Friday, March 29, 2013

High Terrie



I’m on a freaking airplane. Up in the sky. High. Really, really, really high. In the air. And I’m feeling pretty darn relaxed from the medicine, too. And there’s a strong, handsome young man sitting next to me who hasn’t punched me in the face yet. I think that’s a good thing that he hasn’t punched me yet. And I think yet may be the key word there. I’m glad Brad is with me. I could have never done this by myself. Never. K. The plane was really smooth and now it’s bumpy. I don’t like that. I don’t like the bumpy part. Not even a little. Maybe I should take another one of those pills. Wait a minute, I’m going to ask Brad if I can have one. He says no more pills until we get to Minneapolis … is that how you spell Minneapolis? And where did that name come from anyway? Who would name that for a town? All towns should be named like Happyville or Town with a Happy Name or Clap Your Hands City. Those kind of sound like Dances with Wolves names to me though. I love that movie Dances With Wolves. Remember that movie? And the girl’s name was Stands With a Fist because she always stood with her hands clinched in a fist because she wanted to punch somebody in the face. Brad hasn’t punched me in the face yet. And I think that’s a good thing that he hasn’t punched me yet. This man in a tie with a cart thing with drinks on it just gave me some cookies. I don’t think he knows I have diabetes and shouldn’t probably eat the cookies. They smell good though and the lady across from me is eating her cookies. She has on the ugliest boots I’ve ever seen and they don’t match her shirt or her pants. Your shoes should always match your shirt or your pants. Especially Converse. I like Converse a lot. But I didn’t bring any to Canada because it’s way too cold there for Converse. I have on my new awesome suede wingtips with orange soles and orange laces. They are so cool and so like Ellen shoes. And I have on my brown suspenders and they didn’t make me take them off in security because the guy said I looked really cute in them. And then this lady in a uniform said she had to pat on my back and my arms because I have on suspenders. I should start a new paragraph because this one is long, isn’t it?

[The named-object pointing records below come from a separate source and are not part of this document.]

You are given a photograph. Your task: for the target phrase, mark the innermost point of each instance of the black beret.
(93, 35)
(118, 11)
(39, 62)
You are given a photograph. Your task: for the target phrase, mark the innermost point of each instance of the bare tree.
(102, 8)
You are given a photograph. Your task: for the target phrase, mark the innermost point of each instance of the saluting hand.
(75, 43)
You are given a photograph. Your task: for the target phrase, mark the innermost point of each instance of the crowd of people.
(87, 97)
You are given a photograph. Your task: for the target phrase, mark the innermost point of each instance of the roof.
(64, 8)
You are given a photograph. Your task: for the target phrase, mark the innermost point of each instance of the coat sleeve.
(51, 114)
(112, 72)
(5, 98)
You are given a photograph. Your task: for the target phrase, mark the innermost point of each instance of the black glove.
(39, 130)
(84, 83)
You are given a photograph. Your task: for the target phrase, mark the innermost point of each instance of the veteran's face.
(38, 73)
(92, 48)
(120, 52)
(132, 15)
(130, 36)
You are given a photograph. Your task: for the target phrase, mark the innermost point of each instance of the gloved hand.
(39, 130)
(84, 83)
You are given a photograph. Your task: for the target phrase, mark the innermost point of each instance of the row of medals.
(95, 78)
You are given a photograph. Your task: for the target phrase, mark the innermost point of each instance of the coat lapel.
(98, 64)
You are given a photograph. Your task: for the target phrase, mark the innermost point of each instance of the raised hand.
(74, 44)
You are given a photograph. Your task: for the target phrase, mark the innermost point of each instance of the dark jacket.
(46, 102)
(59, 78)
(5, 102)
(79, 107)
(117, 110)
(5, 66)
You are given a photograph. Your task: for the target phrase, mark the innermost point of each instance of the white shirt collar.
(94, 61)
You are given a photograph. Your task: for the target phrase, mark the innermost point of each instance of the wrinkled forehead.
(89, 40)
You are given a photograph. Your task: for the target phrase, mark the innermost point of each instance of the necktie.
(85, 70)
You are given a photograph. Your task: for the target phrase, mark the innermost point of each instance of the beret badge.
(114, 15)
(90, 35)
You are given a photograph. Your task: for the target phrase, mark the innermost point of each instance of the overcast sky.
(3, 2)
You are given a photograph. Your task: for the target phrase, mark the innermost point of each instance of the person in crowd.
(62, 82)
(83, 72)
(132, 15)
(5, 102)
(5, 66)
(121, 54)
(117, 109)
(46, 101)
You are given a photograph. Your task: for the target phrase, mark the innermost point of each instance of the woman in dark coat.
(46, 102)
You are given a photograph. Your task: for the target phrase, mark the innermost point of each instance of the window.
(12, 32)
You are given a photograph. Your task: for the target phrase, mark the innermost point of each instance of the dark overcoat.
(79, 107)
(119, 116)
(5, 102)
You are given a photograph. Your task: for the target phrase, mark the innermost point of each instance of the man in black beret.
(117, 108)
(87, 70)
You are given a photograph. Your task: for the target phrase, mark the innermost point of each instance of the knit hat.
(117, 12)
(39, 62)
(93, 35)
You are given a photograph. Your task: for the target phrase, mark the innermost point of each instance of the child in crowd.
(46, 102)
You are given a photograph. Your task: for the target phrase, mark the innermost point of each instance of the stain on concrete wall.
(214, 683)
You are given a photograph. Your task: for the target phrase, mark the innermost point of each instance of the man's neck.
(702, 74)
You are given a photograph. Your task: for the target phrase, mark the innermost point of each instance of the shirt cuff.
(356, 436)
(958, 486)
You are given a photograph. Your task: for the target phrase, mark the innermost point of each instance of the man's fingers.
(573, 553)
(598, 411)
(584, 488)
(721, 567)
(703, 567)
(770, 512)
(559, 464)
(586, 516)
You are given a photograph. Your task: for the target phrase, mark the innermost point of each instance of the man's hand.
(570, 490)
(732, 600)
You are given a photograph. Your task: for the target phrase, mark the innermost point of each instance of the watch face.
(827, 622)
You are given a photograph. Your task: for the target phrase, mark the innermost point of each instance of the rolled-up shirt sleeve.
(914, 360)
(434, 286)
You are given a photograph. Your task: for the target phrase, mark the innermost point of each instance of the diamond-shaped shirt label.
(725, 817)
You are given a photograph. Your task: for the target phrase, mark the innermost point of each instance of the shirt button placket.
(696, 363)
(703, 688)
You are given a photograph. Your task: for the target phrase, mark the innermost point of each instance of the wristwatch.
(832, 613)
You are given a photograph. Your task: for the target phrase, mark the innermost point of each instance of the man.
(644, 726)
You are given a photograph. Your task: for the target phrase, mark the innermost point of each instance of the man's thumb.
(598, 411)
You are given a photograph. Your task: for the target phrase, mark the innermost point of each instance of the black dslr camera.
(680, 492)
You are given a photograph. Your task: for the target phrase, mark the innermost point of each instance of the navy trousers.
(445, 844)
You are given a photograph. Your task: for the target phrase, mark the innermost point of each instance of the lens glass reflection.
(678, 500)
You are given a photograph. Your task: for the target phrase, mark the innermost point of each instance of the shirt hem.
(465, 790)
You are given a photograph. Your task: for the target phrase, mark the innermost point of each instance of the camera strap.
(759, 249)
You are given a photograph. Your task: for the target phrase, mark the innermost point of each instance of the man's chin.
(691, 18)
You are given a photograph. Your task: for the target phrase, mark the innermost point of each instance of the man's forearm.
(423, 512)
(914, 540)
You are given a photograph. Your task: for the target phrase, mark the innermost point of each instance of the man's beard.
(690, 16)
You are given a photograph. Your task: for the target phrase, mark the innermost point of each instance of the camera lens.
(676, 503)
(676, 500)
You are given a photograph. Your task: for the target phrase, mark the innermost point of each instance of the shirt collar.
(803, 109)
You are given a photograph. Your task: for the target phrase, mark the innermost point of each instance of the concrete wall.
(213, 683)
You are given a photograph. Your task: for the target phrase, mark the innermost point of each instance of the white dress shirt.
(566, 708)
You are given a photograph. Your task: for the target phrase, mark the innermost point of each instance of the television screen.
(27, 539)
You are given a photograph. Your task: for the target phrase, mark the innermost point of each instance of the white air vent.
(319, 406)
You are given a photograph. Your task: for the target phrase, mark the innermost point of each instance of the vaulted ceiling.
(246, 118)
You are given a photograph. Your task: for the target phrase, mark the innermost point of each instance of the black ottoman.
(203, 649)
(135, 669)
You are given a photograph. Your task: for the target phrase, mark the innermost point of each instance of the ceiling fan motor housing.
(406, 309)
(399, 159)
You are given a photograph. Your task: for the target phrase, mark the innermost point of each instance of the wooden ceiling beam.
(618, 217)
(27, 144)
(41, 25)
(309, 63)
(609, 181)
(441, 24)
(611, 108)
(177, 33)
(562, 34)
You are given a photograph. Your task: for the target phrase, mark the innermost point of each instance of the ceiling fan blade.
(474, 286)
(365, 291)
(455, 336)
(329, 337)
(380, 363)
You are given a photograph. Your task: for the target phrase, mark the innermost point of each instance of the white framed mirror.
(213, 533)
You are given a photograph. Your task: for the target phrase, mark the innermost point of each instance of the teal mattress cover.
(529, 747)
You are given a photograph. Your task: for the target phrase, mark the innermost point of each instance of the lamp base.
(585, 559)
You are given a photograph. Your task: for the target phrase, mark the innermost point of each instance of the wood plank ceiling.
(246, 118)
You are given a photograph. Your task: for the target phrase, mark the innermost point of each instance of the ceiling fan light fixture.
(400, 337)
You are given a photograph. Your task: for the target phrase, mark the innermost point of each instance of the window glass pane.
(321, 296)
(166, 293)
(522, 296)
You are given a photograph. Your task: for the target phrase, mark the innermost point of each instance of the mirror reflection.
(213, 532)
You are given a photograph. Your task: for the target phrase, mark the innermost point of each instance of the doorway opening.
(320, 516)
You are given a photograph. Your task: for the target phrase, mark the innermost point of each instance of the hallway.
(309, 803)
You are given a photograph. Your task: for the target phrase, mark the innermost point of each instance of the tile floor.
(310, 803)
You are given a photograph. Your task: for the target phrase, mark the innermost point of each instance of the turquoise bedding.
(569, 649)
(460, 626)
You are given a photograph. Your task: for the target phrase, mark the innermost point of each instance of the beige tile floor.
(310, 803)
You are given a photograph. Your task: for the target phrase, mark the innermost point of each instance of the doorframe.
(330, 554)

Brad’s asleep and the plane is tilting. I’m going to wake him up and asked him why it feels like we are leaning sideways. Is that what planes are supposed to do? Maybe it’s not the plane that’s leaning and it’s me. Maybe I’m leaning sideways. There’s not much room in these seats unless you pay a lot of money to sit in the front. Speaking of sitting in the front, when we got on the plane there was a soldier sitting in the back and they announced her name and had her come to the front and sit in the front row and we all clapped for her while she walked down the aisle thingy. She was wearing a cool uniform with green and brown spots on it and a hat. That was pretty cool to see everybody do that. My nephew Charlie is a soldier and he would like that. I would clap for him, too, if he was on the plane. I would clap for him anytime though. I liked that soldier girl’s hat. I like suspenders, too and I have on my brown ones today. With my new suede wingtip shoes and my plaid orange shirt and brown socks. No wait, they are tan because I just looked to see what color they are. The bumpy is gone for now and that’s good because I don’t like the bumpy part of the plane. Oh wait, there it comes again. I don’t like the bumpy part even a little. Planes shouldn’t bump, you know. They should be not bumpy. My ears are plugged but they haven’t exploded yet. I think that’s probably a good thing that they haven’t. I’m not sure about my kidneys or my colon or my heart because I don’t think I would feel it right away if they exploded. And there may be like a delayed reaction or something because I’m on a plane in the air. Something to do with cabin pressure and crap like that. My ears are popping like crazy though but they aren’t hurting. And I think that’s probably a good thing.


This medicine isn’t making me sleeping but it does make me feel pretty good. Kind of like I’m floating in the air or maybe that’s because I’m in the air on a plane. Some of my friends texted me this morning to tell me that the plane was going to be all good. At least it’s not bumping right now, but some man on the speaker just said that we’re descending to Minneapolis. I don’t like that feeling. Not one bit. Oh no I don’t. I don’t like that at all. My stomach feels like it used to on a roller coaster and I don’t like roller coasters. Not one bit. I don’t like this feeling.


I have to turn off my computer now. Holy crap, I don’t like this feeling at all. Not one bit. Love you guys, every single one of you. Oh, I so don’t like this. If I live through this, I’ll blog on the next plane. Oh I really don’t like this at all. 

On the ground, and I would like to stay here. But instead now I'm getting on a little plane and going to Canada.

There's a baby at the end of the plane. Just breathe. And take another pill.